The fact that many Americans are steeped in debt cannot be denied. The government itself is getting into debt in its attempts to deal with numerous bad loans.
Is there some kind of debt settlement agreements that you can reach to help you get out of credit card debts?
There is no definite yes or no answer, as there are a number of related issues to be considered. Debt settlement or even filing for bankruptcy can accomplish different things.
Would they give you the opportunity to get out of your financial predicament and move forward as you live within your means? Depending on your spending practices, these methods can just offer you a temporary breathing space before you fall deeper into debt once more.
While debt settlement option may be of help, it is a step that you should only take if you see that it will create a long lasting change in your financial situation. There are some important points that you need to bear in mind when you plan to take the route of debt settlement.
First, remember that as soon as you start negotiating with your creditors about making lower payments than what you actually owe, your credit rating will suffer a significant dent. When your lenders accept a lower payment, they incur a loss, and they make up for this by reporting your unpaid debt to the credit bureaus.
This alone will have a negative impact on your credit rating for seven years!
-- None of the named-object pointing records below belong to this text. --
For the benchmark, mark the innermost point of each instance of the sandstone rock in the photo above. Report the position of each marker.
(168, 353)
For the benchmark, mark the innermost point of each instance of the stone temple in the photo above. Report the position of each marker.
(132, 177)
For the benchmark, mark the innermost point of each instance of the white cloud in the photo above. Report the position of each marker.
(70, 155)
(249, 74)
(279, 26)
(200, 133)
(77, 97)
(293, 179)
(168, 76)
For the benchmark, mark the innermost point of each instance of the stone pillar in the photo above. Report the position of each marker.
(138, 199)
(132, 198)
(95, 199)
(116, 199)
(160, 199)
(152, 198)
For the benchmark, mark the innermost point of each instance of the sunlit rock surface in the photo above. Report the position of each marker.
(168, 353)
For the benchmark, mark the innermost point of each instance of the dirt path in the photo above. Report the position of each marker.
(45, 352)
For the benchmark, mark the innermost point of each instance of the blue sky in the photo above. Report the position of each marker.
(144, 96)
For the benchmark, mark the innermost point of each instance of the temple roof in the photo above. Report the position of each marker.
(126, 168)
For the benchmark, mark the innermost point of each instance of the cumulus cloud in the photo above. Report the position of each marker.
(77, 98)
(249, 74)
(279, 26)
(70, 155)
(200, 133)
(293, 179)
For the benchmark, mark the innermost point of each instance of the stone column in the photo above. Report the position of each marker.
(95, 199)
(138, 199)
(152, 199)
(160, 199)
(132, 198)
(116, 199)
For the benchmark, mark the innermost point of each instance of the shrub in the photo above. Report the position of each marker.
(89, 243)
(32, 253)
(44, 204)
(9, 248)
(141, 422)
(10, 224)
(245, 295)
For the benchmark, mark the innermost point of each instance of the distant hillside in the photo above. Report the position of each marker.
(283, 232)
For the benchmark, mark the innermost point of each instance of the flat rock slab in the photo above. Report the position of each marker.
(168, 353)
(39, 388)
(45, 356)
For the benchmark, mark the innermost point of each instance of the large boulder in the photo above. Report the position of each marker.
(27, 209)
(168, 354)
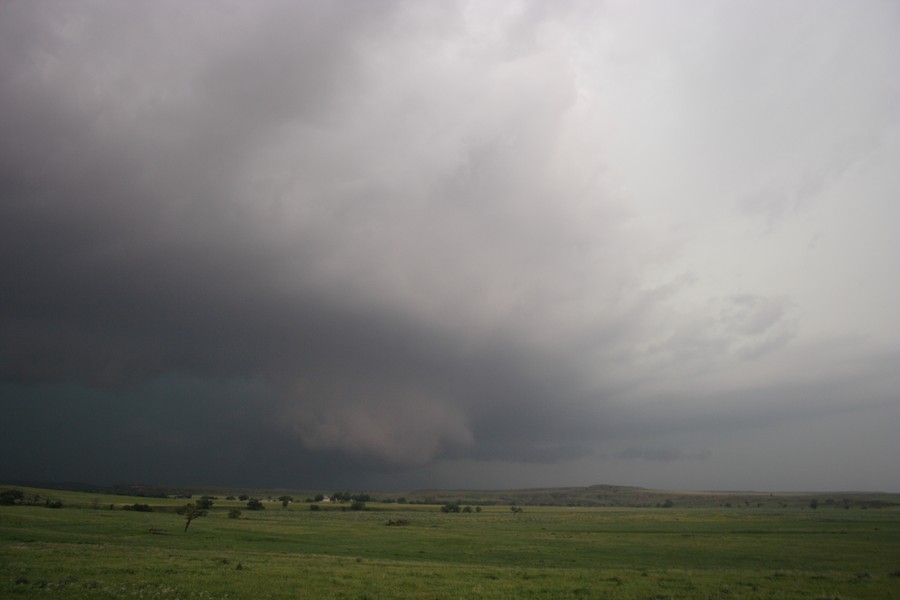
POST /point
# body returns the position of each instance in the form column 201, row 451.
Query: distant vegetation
column 468, row 545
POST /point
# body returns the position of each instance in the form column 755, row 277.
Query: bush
column 10, row 497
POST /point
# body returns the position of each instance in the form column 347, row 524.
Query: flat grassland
column 91, row 548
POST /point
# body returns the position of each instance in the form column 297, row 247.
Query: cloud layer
column 403, row 238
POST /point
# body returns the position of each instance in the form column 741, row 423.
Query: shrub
column 10, row 497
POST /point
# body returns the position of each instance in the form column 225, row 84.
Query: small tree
column 10, row 497
column 451, row 507
column 191, row 511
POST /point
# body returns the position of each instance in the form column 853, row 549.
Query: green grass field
column 544, row 552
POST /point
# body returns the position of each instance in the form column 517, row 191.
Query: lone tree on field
column 191, row 511
column 255, row 504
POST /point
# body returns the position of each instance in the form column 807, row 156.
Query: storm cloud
column 450, row 243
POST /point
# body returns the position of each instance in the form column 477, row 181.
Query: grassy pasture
column 544, row 552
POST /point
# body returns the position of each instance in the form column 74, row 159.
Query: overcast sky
column 392, row 245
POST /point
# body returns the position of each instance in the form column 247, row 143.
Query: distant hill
column 627, row 496
column 590, row 496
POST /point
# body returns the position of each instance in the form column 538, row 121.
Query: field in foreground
column 542, row 552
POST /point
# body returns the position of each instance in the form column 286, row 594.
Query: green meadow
column 93, row 548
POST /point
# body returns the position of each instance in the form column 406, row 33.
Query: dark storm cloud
column 339, row 239
column 133, row 247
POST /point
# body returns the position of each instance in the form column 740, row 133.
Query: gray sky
column 458, row 244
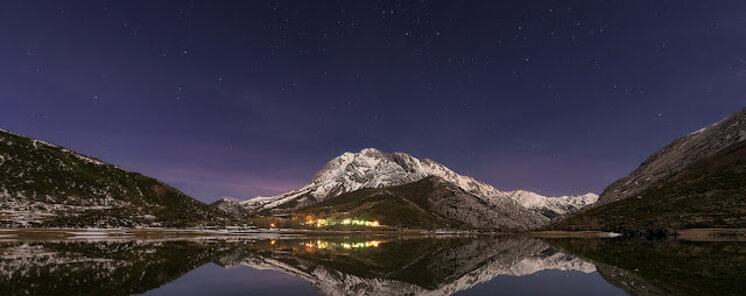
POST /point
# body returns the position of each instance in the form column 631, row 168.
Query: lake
column 370, row 265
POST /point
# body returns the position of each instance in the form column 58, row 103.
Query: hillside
column 672, row 159
column 373, row 169
column 49, row 186
column 708, row 193
column 431, row 203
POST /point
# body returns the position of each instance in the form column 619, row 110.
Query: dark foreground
column 359, row 264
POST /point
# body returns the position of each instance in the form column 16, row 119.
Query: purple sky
column 251, row 99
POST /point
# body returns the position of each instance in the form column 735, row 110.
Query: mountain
column 371, row 168
column 670, row 160
column 231, row 206
column 430, row 203
column 46, row 185
column 698, row 181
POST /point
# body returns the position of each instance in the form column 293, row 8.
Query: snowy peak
column 371, row 168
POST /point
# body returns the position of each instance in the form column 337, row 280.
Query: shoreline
column 25, row 234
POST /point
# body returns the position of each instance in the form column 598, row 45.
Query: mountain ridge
column 371, row 168
column 42, row 184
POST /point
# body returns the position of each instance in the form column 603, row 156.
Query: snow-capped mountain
column 371, row 168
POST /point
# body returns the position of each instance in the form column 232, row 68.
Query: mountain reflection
column 348, row 265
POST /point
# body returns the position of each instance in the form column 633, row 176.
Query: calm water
column 365, row 265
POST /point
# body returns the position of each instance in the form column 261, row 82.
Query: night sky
column 221, row 98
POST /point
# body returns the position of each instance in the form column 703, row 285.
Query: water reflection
column 364, row 266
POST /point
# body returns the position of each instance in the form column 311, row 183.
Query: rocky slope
column 46, row 185
column 699, row 181
column 371, row 168
column 431, row 203
column 673, row 158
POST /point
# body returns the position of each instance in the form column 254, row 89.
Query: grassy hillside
column 46, row 185
column 709, row 193
column 431, row 203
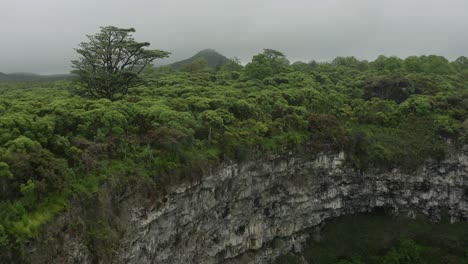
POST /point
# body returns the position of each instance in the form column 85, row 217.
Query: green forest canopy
column 56, row 144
Another fact that you should consider is that you will not negotiate directly with the lenders. You will need the services of debt settlement companies to act on your behalf. These companies are notorious for charging exorbitant fees. Many of them require you to make an upfront payment, which effectively leaves you will less money to pay off your debts. If you get a company that accepts payment after negotiating, you may end up losing a high percentage of the forgiven debt as their commission.
There are many pitfalls in the debt settlement path that can easily counter any good you expected to gain by using the companies in the first place. It may be better to simply file for bankruptcy instead. The courts clearly govern the processes involved in filing for bankruptcy. Bear in mind that bankruptcy will likewise feature on your credit rating for seven years.
Getting a loan modification can be very stressful if you don’t have anywhere to go or anyone to speak to about your situation. The main thing that every person looking for help needs to know about, do these companies that charge upfront fees despite them know that they aren’t supposed to.
It’s crazy how companies will charge outrageous prices just to call someone over the phone and fax over an authorization and a guaranteeing that you will get half of your money back, if they give you money back. If you are going to work with someone just make sure that there is some type of money back guarantee. You also need to be careful with the companies that guarantee work and not have a money back guarantee. There are modifications that do get denied, and if you end up in that pool, you will need to at least have your money back for good conscience.
When speaking to a specialist, you will want to make sure they are listening to what you have to say and they are using the right tools that are legal. You need to be able to contact these people to stay updated on the status of your file. If you are dealing with a company online or a company that is not in the local area, you will need to know if they have a real office or if they are an established business at least.
The information that they provide has to be verifiable and realistic. No pie in the sky promises and false so called 99.9% success rates. Just make sure that you are getting the help you need. One thing that you should really pay attention to is how they explain the beginning of the process to you. The only thing that you should be doing is approving an authorization for the company to represent you during the whole process.
If they tell you they need you to supply a bank account routing number, or a copy of your credit report, they are up to something. These are not items they should be asking you for at the very beginning of the process. All they need in the beginning is to submit an authorization signed by you to your lender.
If you cannot verify that the company is a reputable company then you are dealing with someone that is either just starting out or is a scam altogether. It’s just too much of a gamble to rely on someone’s word, even if the person is family. If you do just enough research and get yourself some verification, then you will be able to be comfortable with who you are working with.